Arrogancia e incongruencia supremas
Vista la argumentación del Supremo para denegar la objeción de conciencia ante la EpC, uno ya no sabe si estamos ante un caso de incongruencia o, más bien, de esa hipocresía que La Rochefoucauld definía como "el homenaje que el vicio rinde a la virtud".
No sé si conocen aquel chiste de un marido que se jactaba de que en su casa era él quien tomaba las "decisiones importantes", para reconocer, a continuación, que entre las decisiones que se reservaba su mujer estaba la de decidir qué era y qué no era "importante".

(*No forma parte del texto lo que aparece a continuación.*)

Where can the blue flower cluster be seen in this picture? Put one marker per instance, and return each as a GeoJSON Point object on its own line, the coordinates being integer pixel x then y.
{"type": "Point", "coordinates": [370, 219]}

Pues bien, este chiste me lo han recordado una de las recientes sentencias del Tribunal Supremo que, al tiempo que reconoce el derecho de los padres a que sus hijos reciban la formación religiosa y moral que esté de acuerdo a sus convicciones, se reserva en la practica el dictar qué es conforme o disconforme a esas ajenas convicciones morales.
A uno, que también tiene en mente aquella máxima kantiana de que "nadie puede hacerme feliz a su manera", no le deja de sorprender esa arrogancia de los magistrados que creen poder saber mejor que los propios afectados lo que a estos les resulta conforme o disconforme con sus propias convicciones morales.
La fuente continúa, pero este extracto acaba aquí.